Sunday, July 15, 2012

Carthay Circle Dining

Last weekend, I unexpectedly had the pleasure of having lunch at the Carthay Circle Restaurant when a friend of a friend had to drop out.  I can happily report that this fine dining establishment easily ranks among the best food in the entire resort.  Consider it the DCA version of Blue Bayou--although the food may be even better, since it has been developed under the direction of Napa Rose executive chef Andrew Sutton. Here are a few pictures highlighting some delectable dishes!

Signature Fire Cracker Duck Wings.
These spicy duck wings were an item I had heard about before dining and had eagerly awaited.  Coated with a rich lathering of soy, lime, and Sriracha chili sauce, these appetizers packed a pretty good kick and are not for the faint of heart when it comes to spice tolerance.  There's fantastic crispiness to the skin as well that's absolutely joyful, and this may very well be the best item in the restaurant!

Carthay House Biscuits.
Accompanying the wings for appetizers were the house biscuits.

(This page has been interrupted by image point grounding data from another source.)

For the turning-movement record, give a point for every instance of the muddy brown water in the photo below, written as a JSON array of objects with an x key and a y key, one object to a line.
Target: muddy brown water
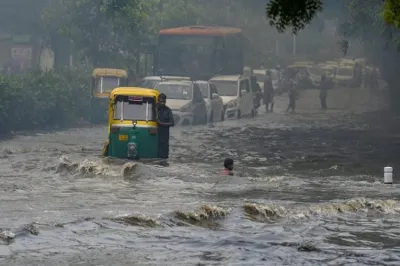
[{"x": 308, "y": 191}]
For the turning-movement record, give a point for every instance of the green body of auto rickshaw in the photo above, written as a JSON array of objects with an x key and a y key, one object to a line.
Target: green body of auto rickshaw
[
  {"x": 104, "y": 80},
  {"x": 132, "y": 124}
]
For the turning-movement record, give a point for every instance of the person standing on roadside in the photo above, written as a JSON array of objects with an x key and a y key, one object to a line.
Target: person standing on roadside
[
  {"x": 292, "y": 93},
  {"x": 323, "y": 93},
  {"x": 268, "y": 92}
]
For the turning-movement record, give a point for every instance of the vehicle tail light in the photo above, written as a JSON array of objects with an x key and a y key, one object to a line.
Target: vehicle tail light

But these weren't just any type of biscuit.  Stuffed with cheddar, bacon, and jalapeno and served with a honey apricot butter, these were savory complements to the duck wings.  The zingy cheese baked inside provided a liquid pop upon bite, and they were such a pleasure that my friend nicknamed them "God Balls."

Bacon Wrapped Shrimp.
I was able to try one of the six pictured here, courtesy of a member of our dining party.  They were absolutely delicious.  Bacon makes just about anything better, of course, but the bed of summer roasted corn, grilled zucchini, and basil salsa provided a light, refreshing almost-chowder that went quite well with the shrimp.  My only "criticism" is that this doesn't come with more shrimp--the dish is so fantastic you inevitably feel there's not enough food!

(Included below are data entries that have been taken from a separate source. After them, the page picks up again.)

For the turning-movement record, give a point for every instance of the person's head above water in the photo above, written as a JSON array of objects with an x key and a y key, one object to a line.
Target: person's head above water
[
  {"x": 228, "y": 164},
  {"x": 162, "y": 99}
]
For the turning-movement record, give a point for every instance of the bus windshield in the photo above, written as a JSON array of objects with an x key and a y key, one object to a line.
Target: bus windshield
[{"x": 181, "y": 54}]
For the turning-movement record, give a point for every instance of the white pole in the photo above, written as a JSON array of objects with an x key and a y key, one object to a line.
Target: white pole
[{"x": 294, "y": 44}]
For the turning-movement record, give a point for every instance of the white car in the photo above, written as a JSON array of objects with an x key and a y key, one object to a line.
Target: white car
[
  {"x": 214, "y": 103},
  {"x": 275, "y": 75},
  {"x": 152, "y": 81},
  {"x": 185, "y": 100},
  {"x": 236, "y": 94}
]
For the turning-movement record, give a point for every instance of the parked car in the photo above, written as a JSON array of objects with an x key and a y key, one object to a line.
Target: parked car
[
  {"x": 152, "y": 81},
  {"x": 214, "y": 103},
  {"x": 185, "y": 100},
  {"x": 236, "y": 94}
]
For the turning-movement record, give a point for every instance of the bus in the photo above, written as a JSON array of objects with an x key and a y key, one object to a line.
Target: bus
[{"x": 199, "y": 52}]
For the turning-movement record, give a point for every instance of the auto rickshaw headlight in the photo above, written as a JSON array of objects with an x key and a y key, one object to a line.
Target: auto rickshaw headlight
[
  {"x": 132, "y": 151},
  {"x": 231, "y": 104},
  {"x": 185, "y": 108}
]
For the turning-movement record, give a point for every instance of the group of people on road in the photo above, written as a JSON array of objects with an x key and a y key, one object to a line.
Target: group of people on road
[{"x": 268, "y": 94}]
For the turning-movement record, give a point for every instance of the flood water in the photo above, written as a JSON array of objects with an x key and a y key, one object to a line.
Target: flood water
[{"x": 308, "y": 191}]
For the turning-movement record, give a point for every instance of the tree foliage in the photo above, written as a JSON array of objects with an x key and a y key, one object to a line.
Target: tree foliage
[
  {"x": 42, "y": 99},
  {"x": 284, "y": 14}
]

Pan Roasted Lamb Rolitini.
The rolitini was like a tasteful gourmet sausage.  The lamb was not incredibly gamey, but there was certainly a lamb-like taste to it for those with experienced palate.  Accompanying the rolitini was baby artichokes, leeks, sun-dried tomatoes, green olives, and roasted garlic cloves.  It was quite tasty!

Cavatelli Pasta with a Tuscan-Style Braised Lamb.
Finally, what I had.  Pasta!  This pasta dish was cooked al dente to true perfection, and had sun-dried tomatoes, spinach, grana padana, and some very sweet and crisp peas, all in a fantastic lamb jus.  The portion was very appropriate--enough to fill me up (given the appetizers) without filling me up overly so.

All in all, the Carthay Circle Restaurant provided a wonderful meal, and I cannot wait to return!